Ancien Président du CRIF

Blog du Crif - Un voyage au Costa Rica

20 Janvier 2022 | 125 vue(s)
Catégorie(s) :
Actualité

Pages

Opinion

Pages

Avec les sapajous capucins, avec les coatis, ces ratons-laveurs à queue de marsupilami, avec les toucans et les aras rouges, les iguanes du fond des âges, les escouades à la queue leu-leu de fourmis coupe-feuilles, avec les tarentules et les caïmans impassibles dans les mangroves, avec les forêts primaires, les plages sur les deux océans, les lignes géométriques de ses volcans pas toujours endormis, le Costa Rica est le paradis d’une nature sauvage mais d’accès facile pour des urbains en mal de ressourcement; je vais l’évoquer dans cette première chronique de l’année avant de revenir un autre jeudi sur notre quotidien, notamment les maladies virales de l’époque, Covid, islamisme, réseaux sociaux, politique spectacle et israélophobie.

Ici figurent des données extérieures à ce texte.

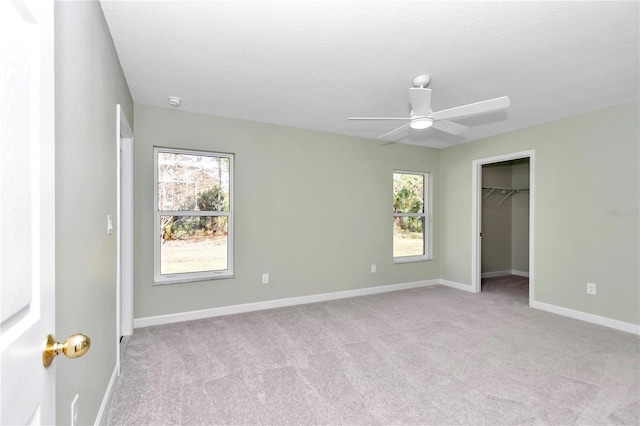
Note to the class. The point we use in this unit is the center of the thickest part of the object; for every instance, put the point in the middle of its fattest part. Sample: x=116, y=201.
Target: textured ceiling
x=312, y=64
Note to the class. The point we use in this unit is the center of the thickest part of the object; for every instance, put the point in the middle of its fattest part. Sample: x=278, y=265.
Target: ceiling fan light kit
x=422, y=117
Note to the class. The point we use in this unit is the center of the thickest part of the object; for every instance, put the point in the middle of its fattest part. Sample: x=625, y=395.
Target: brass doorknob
x=75, y=346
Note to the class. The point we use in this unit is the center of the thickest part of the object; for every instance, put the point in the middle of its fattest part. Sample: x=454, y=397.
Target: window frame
x=427, y=228
x=158, y=278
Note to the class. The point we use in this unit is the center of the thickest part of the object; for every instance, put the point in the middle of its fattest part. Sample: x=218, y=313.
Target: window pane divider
x=410, y=215
x=192, y=213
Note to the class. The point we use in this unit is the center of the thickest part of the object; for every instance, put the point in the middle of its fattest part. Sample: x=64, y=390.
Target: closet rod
x=503, y=190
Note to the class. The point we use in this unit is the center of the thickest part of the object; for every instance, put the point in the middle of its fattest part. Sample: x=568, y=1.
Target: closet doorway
x=503, y=200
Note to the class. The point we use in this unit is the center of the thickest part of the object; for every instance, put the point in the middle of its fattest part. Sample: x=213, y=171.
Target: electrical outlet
x=74, y=411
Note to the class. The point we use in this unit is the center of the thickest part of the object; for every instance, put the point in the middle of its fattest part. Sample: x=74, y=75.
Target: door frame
x=476, y=216
x=124, y=221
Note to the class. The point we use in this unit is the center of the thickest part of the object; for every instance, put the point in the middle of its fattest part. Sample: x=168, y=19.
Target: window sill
x=411, y=259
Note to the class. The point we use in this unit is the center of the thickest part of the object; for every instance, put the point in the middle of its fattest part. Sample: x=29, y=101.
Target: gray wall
x=311, y=209
x=585, y=166
x=89, y=84
x=520, y=217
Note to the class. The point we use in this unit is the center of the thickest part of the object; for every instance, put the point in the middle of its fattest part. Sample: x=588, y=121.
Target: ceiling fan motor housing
x=422, y=80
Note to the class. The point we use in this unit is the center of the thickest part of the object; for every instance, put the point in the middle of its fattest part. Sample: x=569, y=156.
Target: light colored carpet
x=432, y=355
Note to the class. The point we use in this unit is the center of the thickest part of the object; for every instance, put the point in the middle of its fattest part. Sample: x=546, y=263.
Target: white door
x=27, y=245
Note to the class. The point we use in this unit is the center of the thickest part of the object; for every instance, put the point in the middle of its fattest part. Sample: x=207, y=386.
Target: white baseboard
x=494, y=274
x=458, y=286
x=584, y=316
x=278, y=303
x=107, y=396
x=504, y=273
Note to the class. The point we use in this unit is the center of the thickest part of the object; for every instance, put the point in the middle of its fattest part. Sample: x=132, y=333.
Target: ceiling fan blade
x=378, y=118
x=470, y=109
x=420, y=101
x=394, y=131
x=449, y=127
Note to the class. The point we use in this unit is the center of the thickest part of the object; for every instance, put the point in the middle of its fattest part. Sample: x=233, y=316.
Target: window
x=193, y=215
x=411, y=219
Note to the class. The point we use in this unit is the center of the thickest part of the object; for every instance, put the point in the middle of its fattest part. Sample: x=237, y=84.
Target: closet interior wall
x=505, y=222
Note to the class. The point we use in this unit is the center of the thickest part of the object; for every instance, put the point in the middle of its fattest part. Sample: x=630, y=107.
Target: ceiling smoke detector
x=175, y=101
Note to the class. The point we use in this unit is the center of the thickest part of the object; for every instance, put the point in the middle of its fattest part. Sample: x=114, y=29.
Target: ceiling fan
x=421, y=116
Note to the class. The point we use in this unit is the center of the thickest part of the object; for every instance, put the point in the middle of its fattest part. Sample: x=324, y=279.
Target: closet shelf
x=502, y=190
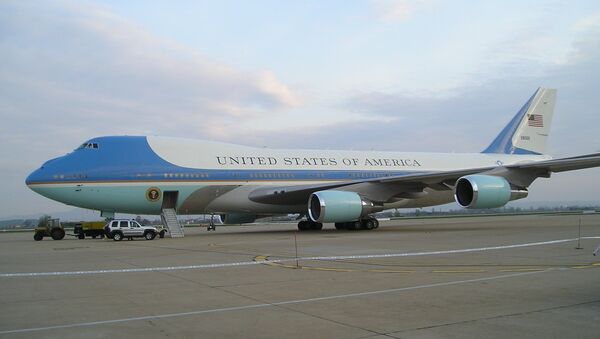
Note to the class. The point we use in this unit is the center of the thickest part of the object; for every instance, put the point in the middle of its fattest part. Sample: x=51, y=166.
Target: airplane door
x=170, y=199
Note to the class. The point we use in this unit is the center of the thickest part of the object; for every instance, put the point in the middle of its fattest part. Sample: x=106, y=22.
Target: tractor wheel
x=57, y=234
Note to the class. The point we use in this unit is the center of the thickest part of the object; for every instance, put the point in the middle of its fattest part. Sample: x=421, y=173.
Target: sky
x=421, y=75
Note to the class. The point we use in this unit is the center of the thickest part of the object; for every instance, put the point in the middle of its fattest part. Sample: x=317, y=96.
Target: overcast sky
x=389, y=75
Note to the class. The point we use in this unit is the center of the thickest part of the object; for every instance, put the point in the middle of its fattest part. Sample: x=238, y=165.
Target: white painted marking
x=281, y=303
x=249, y=263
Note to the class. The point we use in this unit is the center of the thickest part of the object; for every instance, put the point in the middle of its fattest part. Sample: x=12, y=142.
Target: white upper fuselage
x=117, y=174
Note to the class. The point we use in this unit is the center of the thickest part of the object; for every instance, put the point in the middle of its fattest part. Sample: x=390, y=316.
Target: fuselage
x=131, y=174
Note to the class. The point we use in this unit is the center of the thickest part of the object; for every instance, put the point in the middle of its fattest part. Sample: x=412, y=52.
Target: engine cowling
x=485, y=191
x=237, y=218
x=338, y=206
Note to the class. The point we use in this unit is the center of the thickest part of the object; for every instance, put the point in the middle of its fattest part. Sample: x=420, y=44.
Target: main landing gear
x=309, y=225
x=364, y=224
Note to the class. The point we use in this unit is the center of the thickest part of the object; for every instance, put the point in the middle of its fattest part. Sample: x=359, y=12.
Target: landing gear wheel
x=57, y=234
x=353, y=225
x=303, y=225
x=368, y=224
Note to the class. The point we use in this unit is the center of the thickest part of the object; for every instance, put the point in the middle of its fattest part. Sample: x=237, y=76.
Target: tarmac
x=494, y=277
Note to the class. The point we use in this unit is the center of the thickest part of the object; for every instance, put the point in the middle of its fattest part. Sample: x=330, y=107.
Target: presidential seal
x=153, y=194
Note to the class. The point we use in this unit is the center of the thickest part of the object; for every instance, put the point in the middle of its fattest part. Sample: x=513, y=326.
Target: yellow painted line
x=389, y=271
x=260, y=257
x=459, y=271
x=326, y=269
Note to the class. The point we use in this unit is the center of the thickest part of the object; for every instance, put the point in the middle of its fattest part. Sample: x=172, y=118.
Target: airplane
x=156, y=175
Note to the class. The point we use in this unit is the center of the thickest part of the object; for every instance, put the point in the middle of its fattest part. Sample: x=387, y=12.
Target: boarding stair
x=169, y=219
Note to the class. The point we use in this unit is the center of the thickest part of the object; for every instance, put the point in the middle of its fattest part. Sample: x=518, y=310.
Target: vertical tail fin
x=527, y=132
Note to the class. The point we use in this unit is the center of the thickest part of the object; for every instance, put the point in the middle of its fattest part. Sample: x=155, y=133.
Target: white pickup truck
x=123, y=228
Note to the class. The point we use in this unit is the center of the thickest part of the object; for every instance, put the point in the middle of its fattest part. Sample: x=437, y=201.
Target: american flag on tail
x=535, y=120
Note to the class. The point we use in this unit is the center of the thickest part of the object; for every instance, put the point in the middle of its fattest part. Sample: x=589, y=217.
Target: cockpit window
x=91, y=145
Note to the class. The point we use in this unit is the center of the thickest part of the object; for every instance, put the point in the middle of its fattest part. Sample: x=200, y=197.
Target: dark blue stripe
x=503, y=142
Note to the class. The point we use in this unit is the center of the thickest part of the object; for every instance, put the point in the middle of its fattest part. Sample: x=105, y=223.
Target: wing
x=412, y=186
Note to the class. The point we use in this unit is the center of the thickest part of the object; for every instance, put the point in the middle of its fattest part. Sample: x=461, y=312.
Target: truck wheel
x=57, y=234
x=117, y=236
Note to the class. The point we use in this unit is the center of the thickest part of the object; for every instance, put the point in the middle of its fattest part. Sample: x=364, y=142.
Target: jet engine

Le plus petit des pays d’Amérique Centrale, le Salvador, a la même superficie que l’Etat d’Israël. Le Costa Rica en a deux fois et demi la taille pour seulement cinq millions d’habitants dont 3 autour de la capitale San José. Quand l’Amérique latine est devenue indépendante, il fallait plusieurs semaines pour parcourir cette région reculée qu’on appelait la capitainerie générale du Guatémala et celle-ci s’est scindée en six pays différents, ou plutôt cinq, car le Panama est une création des Etats -Unis qui ont organisé en 1903 la sécession de cette province colombienne pour sécuriser le canal qu’ils voulaient construire.

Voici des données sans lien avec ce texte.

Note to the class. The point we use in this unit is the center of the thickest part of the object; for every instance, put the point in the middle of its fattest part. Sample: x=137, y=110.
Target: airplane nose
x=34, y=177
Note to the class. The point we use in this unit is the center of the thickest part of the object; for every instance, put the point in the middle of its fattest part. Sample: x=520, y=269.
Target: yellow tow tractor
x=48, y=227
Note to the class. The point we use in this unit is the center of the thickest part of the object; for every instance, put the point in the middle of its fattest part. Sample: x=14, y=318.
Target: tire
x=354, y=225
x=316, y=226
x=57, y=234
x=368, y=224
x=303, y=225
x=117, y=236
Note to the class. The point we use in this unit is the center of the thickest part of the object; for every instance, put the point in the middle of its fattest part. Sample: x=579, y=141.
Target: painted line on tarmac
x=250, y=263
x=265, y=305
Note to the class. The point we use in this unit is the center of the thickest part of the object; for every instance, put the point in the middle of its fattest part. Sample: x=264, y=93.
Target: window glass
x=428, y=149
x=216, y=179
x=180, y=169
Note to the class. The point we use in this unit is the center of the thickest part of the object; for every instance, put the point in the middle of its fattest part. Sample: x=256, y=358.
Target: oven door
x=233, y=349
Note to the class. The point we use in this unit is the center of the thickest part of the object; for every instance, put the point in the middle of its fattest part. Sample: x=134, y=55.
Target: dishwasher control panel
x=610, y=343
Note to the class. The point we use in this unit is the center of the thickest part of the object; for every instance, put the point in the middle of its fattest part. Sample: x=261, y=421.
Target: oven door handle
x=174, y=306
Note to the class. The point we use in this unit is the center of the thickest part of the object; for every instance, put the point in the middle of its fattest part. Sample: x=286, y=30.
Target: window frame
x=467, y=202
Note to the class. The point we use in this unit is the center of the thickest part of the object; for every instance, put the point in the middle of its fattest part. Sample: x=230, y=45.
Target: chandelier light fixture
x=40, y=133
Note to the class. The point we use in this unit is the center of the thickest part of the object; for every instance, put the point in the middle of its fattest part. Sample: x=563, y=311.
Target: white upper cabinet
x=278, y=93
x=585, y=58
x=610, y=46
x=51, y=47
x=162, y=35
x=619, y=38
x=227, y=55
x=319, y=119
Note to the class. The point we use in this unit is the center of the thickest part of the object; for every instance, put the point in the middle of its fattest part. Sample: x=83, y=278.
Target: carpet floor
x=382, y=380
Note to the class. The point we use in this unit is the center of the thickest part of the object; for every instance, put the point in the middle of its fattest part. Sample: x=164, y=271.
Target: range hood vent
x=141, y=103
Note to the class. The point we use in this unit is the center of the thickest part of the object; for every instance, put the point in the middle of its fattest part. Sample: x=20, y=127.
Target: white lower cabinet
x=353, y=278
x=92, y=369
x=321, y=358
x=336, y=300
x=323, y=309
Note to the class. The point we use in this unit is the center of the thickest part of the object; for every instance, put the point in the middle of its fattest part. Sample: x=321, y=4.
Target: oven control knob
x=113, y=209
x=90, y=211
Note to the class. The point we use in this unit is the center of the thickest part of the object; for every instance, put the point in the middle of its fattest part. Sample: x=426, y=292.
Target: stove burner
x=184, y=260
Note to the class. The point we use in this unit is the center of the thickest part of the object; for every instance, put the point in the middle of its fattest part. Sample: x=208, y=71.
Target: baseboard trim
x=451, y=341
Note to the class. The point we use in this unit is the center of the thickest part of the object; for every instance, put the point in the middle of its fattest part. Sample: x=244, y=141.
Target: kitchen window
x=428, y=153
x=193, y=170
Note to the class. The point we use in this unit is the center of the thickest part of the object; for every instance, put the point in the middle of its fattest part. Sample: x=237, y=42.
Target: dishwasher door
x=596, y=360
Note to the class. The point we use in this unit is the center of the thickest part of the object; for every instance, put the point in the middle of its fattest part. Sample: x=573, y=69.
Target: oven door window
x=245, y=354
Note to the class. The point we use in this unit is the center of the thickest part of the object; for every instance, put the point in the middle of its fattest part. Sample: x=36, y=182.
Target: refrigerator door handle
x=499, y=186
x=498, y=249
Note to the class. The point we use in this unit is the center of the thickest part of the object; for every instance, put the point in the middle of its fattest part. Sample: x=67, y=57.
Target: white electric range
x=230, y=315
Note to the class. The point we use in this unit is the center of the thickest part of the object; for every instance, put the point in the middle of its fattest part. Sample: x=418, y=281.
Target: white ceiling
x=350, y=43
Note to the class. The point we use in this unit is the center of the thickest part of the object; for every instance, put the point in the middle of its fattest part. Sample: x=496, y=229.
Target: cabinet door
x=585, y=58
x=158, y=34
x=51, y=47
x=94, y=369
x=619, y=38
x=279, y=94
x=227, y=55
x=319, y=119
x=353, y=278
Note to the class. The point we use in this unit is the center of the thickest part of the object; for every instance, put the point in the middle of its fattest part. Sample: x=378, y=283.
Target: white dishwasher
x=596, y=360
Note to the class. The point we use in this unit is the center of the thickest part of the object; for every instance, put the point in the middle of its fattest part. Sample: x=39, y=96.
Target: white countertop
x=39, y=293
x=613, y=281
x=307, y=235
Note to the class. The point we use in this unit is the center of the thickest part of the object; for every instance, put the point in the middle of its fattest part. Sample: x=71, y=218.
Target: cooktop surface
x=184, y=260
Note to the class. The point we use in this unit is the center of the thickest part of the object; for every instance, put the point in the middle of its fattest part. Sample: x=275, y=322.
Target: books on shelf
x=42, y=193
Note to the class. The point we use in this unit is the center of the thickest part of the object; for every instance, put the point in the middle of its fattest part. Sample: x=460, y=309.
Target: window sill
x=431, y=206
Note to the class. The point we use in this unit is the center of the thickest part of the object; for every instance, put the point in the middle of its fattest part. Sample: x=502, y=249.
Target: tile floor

Là ne s’est pas arrêtée leur influence. Au nom de la doctrine Monroe, réitérée par Théodore Roosevelt, les Etats Unis ont dominé ces économies fondées sur des cultures d’exportation, café puis bananes. Un journaliste a parlé de républiques bananières tant la puissance de l’United Fruit Company pesait lourd. Encore après la dernière guerre mondiale, le puissant secrétaire d’Etat américain Foster Dulles était l’avocat de l’entreprise et, sous prétexte de lutte contre la subversion communiste, a engagé le Guatémala dans une longue guerre civile qui a fait des centaines de milliers de victimes dans la population indienne du pays. Mais la crise économique des années 30 avait déjà déclenché des massacres au Salvador, et au Nicaragua la révolte des paysans avait été durement réprimée par la dictature des Somoza.  Les sandinistes aujourd’hui au pouvoir gardent dans ce pays en désarroi économique une rhétorique anti-impérialiste qui favorise l’infiltration de  la Chine de Pékin et un antisionisme virulent. Les plus anciens se souviennent de l’aberrante affaire des Contras à l’époque de Reagan où Israël s’était retrouvé dans le même camp que l’Iran de Khomeini.

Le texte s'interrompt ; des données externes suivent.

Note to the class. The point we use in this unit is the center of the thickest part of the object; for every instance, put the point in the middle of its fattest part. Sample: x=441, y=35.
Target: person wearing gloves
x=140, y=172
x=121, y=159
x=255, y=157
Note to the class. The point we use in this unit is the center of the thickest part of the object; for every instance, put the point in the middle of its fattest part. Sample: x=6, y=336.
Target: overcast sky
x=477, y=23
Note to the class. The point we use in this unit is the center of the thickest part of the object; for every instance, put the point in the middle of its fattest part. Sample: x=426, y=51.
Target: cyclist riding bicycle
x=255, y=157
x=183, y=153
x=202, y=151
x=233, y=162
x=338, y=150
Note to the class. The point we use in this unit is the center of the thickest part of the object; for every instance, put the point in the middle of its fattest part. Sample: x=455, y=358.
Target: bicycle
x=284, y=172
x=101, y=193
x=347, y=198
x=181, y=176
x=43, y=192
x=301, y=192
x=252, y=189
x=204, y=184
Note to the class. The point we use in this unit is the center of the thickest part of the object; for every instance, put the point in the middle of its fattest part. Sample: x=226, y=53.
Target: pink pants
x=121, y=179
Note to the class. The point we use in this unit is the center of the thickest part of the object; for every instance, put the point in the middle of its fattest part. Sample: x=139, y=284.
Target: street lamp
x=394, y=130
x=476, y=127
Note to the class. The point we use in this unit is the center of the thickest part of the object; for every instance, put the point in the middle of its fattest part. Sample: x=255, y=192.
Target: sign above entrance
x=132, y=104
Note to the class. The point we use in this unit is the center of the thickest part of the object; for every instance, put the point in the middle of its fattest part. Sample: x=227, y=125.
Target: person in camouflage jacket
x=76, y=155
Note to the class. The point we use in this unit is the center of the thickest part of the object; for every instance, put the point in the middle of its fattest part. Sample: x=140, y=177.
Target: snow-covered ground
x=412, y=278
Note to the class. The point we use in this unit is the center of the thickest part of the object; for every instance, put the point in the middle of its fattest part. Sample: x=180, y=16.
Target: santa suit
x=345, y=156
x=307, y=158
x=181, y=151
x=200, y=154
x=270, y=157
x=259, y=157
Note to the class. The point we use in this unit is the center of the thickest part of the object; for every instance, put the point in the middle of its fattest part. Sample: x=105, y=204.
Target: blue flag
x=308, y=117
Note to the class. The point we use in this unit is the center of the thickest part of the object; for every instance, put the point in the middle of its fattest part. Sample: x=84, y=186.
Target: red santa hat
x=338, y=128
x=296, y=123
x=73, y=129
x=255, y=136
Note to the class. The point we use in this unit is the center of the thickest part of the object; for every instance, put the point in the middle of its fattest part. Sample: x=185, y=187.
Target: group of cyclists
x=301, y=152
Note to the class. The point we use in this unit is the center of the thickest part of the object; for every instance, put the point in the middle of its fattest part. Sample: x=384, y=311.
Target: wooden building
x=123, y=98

Mais le Costa Rica a été épargné par l’histoire. Peut-être l’absence de peuplement indien a-t-elle réduit les violences féodales à l’oeuvre dans les pays voisins. Mais pourquoi n’y a-t-il plus d’Indiens ? La variole n’explique pas tout. Les massacres ne laissent pas de mémoire quand il n’y a pas de survivants.

Après un dictateur d’opérette qui avait écoeuré les habitants de tout régime militaire, et après une brève guerre civile, un nouveau Président, José Figueres, que les Costariciens appellent affectueusement Don Pepe, a tout simplement aboli l’armée, pour orienter les ressources vers l’éducation et la santé. Il a interdit les mandats présidentiels consécutifs pour empêcher les tentations autocratiques. C’était en 1948.

Bizarrement, ces réformes ont tenu. Depuis lors, le Costa Rica est devenu la Suisse de l’Amérique Centrale, sauf que la Suisse, elle, a une armée et qu’elle est beaucoup, beaucoup plus riche…

Au fait, 1948, c’était aussi l’année de la création d’un pays cher à notre coeur, Israël, qui n’a certainement pas l’intention de supprimer son armée. Rappelons que c’est en grande partie le revirement de certains pays d’Amérique latine qui a permis au plan de partage d’être adopté le 29 novembre 1947 à l’ONU.

La petite communauté juive du Costa Rica est bien insérée dans la vie du pays. D’ailleurs, une récente première Dame, épouse du très pro-israélien président Luis Alberto Monge, s’appelait Mme Doris Yankelewitz.

Oui, je sais, ce n’est pas un nom très espagnol. Peut-être parce qu’elle ne connaissait pas bien cette histoire, elle avait accepté d’être décorée de l’ordre d’Isabelle la Catholique.